Un ronzio che fa alzare la testa, il cielo puntellato da migliaia di insetti indefiniti, mettiamo a fuoco: sono api. O vespe? Prima reazione, chiedere aiuto ai vigili del fuoco. Siamo in centro a Milano, e non ci si aspetta questa invasione. Gentilissimi, ci fanno inviare delle foto dello sciame che ormai si è messo comodo, scegliendo il gazebo sotto il glicine. E così ci dicono che senza dubbio sono api e non vespe. Un sollievo forse, ma anche un problema da risolvere: loro non intervengono in questi casi. Per convincere le api a sloggiare serve un apicoltore.
La soluzione è prendere un numero da internet e la fortuna ci assiste: il ‘salvatore’ si chiama Mauro Veca, titolare dell’omonima Apicoltura, è espertissimo e disponibile al soccorso. “Succede spesso in questo periodo dell’anno, diciamo da aprile a maggio, che ci siano degli sciami in giro – spiega – hanno seguito la regina.
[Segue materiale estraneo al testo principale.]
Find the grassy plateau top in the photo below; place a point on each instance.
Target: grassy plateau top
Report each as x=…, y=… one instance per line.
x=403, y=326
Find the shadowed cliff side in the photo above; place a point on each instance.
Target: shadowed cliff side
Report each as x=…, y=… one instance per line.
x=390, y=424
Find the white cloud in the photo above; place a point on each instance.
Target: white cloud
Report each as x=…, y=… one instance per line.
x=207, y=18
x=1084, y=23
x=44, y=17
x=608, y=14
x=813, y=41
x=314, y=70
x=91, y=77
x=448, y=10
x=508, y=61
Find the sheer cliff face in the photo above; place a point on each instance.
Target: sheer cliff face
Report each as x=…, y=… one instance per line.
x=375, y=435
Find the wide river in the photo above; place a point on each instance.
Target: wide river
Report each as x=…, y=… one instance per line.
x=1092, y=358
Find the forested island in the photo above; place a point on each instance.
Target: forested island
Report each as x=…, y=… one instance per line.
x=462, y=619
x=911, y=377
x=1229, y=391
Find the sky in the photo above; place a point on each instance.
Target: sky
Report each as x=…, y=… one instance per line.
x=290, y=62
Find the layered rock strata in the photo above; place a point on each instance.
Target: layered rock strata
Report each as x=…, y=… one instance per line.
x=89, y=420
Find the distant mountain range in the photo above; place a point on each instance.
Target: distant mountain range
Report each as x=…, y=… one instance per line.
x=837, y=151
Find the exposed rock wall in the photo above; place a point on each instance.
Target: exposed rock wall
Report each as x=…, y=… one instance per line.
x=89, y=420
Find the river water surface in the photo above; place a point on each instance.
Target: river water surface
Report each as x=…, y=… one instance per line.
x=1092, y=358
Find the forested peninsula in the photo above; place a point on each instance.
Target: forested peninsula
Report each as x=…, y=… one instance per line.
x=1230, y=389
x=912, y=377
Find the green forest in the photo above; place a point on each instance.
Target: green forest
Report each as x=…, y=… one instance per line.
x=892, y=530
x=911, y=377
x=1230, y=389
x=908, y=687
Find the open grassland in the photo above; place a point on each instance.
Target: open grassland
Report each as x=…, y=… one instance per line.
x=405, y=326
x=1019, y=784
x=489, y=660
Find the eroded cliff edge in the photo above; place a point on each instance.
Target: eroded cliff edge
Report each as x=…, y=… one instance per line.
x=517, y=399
È il periodo riproduttivo”.
In città?
“Stanno molto meglio qui, ormai nelle campagne si usano troppi prodotti chimici per l’agricoltura”. Insomma tra i due mali è meglio lo smog delle auto.
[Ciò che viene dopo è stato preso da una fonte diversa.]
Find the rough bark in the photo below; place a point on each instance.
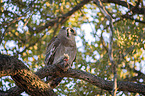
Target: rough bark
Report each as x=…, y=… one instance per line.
x=23, y=77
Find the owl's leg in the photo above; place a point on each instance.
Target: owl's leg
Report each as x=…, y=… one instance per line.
x=50, y=78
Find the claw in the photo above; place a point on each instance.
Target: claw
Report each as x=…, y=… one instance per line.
x=65, y=59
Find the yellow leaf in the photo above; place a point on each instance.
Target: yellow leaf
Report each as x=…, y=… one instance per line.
x=35, y=47
x=24, y=54
x=16, y=33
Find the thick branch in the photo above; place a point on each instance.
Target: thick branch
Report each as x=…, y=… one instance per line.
x=97, y=81
x=23, y=77
x=110, y=53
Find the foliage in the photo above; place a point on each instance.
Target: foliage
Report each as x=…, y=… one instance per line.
x=21, y=21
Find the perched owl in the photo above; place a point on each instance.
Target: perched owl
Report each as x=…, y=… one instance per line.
x=63, y=43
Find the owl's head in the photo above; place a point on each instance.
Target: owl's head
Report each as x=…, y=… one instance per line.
x=67, y=32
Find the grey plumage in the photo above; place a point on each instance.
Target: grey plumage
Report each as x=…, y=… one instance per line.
x=63, y=43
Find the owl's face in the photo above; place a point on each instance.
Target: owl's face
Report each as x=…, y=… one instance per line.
x=68, y=32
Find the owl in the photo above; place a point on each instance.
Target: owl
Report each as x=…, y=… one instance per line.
x=63, y=43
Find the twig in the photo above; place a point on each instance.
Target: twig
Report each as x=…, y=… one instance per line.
x=110, y=53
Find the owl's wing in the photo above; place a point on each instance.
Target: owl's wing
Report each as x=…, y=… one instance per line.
x=51, y=50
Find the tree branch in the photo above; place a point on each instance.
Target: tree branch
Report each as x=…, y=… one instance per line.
x=23, y=77
x=74, y=73
x=125, y=4
x=110, y=53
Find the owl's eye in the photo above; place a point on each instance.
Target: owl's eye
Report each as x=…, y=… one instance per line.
x=72, y=30
x=64, y=28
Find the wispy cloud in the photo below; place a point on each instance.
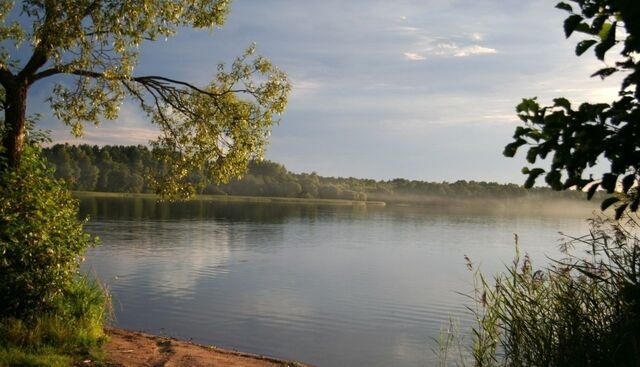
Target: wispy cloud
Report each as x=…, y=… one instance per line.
x=423, y=44
x=474, y=50
x=413, y=56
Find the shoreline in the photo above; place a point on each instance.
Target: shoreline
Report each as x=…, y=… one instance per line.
x=235, y=198
x=127, y=348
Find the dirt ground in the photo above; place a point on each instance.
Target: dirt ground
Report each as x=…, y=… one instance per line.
x=134, y=349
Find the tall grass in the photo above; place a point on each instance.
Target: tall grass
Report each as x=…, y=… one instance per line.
x=581, y=310
x=71, y=331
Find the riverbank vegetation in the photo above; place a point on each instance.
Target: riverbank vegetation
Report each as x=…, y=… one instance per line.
x=132, y=169
x=583, y=309
x=50, y=314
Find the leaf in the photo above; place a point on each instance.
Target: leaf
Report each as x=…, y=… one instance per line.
x=562, y=102
x=511, y=149
x=607, y=42
x=608, y=202
x=564, y=6
x=620, y=210
x=604, y=72
x=571, y=23
x=583, y=46
x=627, y=182
x=592, y=190
x=532, y=154
x=609, y=182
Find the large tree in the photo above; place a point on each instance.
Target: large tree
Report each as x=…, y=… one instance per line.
x=216, y=127
x=577, y=138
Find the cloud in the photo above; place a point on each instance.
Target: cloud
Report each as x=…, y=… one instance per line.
x=475, y=36
x=474, y=50
x=413, y=56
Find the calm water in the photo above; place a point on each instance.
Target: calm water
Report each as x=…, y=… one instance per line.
x=331, y=286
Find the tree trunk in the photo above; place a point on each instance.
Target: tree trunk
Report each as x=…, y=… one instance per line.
x=15, y=124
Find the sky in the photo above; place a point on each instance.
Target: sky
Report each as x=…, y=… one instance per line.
x=418, y=89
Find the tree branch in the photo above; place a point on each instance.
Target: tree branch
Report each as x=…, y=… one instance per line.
x=7, y=79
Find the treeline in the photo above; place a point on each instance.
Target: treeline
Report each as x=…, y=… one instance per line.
x=131, y=168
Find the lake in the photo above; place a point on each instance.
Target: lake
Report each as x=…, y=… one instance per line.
x=327, y=285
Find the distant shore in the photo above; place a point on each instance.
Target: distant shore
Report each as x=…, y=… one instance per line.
x=136, y=349
x=234, y=198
Comunque la ‘sciamatura‘, cioè la partenza da una colonia di una regina seguita da una parte delle operaie, è un fenomeno del tutto naturale, parte del ciclo naturale delle api, e rappresenta il modo in cui l’alveare si riproduce. Quando raggiunge la sua dimensione massima, si divide, creando una nuova famiglia. L’ape regina che abbandona l’alveare non lascia orfani: lo fa solo qualche giorno prima che nasca la nuova regina.
Veca ci dice che verrà nel tardo pomeriggio quando tutte le api si sono ‘poggiate’. Il momento arriva, e la curiosità prevale sul timore di una puntura: vogliamo vedere come le incanterà. Ha con sè un’arnia. Lui è da solo. E loro, le api, “sono almeno 30 mila“.
Come trentamila?
“Sì un’arnia può contenerne fino a 50 mila, non la riempiremo proprio tutta”. Si comincia. Prende un pezzo di iuta, “ma si può usare anche corteccia, fieno, cotone, sempre materiali non trattati”, gli dà fuoco e lo mette nell’affumicatore, il fumo che si sprigiona servirà per disorientarle. Poi prende dall’arnia un favo, è un telaio in legno con un foglio sottile di cera, che invoglia le api a costruire le note celle esagonali per contenere le larve della covata e per immagazzinare miele e polline. Lo avvicina all’alveare e lo tiene fermo finché non si ricopre totalmente di api. A quel punto lo ripone delicatamente nell’arnia e ripete l’operazione con un altro favo. Ce ne sono dieci da riempire, così andiamo avanti per un paio d’ore.
Le api sono tranquille ma quando l’apicoltore avvicina molto l’affumicatore iniziano a volare furiosamente, dando vita a una scena degna di un film di Hitchcock. A tranquillizzarci ci pensa Mauro, sia perché tutto questo lo fa a mani nude, mettendo la visiera solo in pochissimi momenti, sia perché ci spiega che finché “le api sono in uno sciame sono mansuete. Mentre una volta ‘a casa’, nell’arnia, diventano aggressive se ci si avvicina perché difendono il territorio. Non potrei mai fare questo stesso lavoro senza protezioni con un’arnia” precisa. A fine giornata, migliaia di api hanno ‘abboccato’. “Ma non sappiamo se l’ape regina è tra quelle rimaste fuori”.
Dunque che si fa?
“Vi lascio l’arnia per la notte, così se la regina è dentro, sentendo il suo richiamo arrivano anche le altre che sono rimaste in giro. E domani pomeriggio vengo a recuperare tutto”.
Il giorno dopo, si ricomincia daccapo. Alla simpatica regina piace molto il nostro terrazzo, lei e le api operose sono di nuovo tra fiori e foglie. Dopo altre tre ore, tra un’affumicata e una scrollata ai rami, sono ‘quasi’ tutte tornate nell’arnia. Che viene chiusa e portata in un posto dove staranno molto meglio: in una cascina medioevale nel Parco delle Cave. Li’ le nostre amiche, se si danno da fare, potranno ricambiare l’ospitalita’ con 50 chili di miele all’anno. Per dovere di cronaca, c’è da dire che un gruppetto sparuto di ‘scissioniste’ sono rimaste a farci compagnia, sul terrazzo.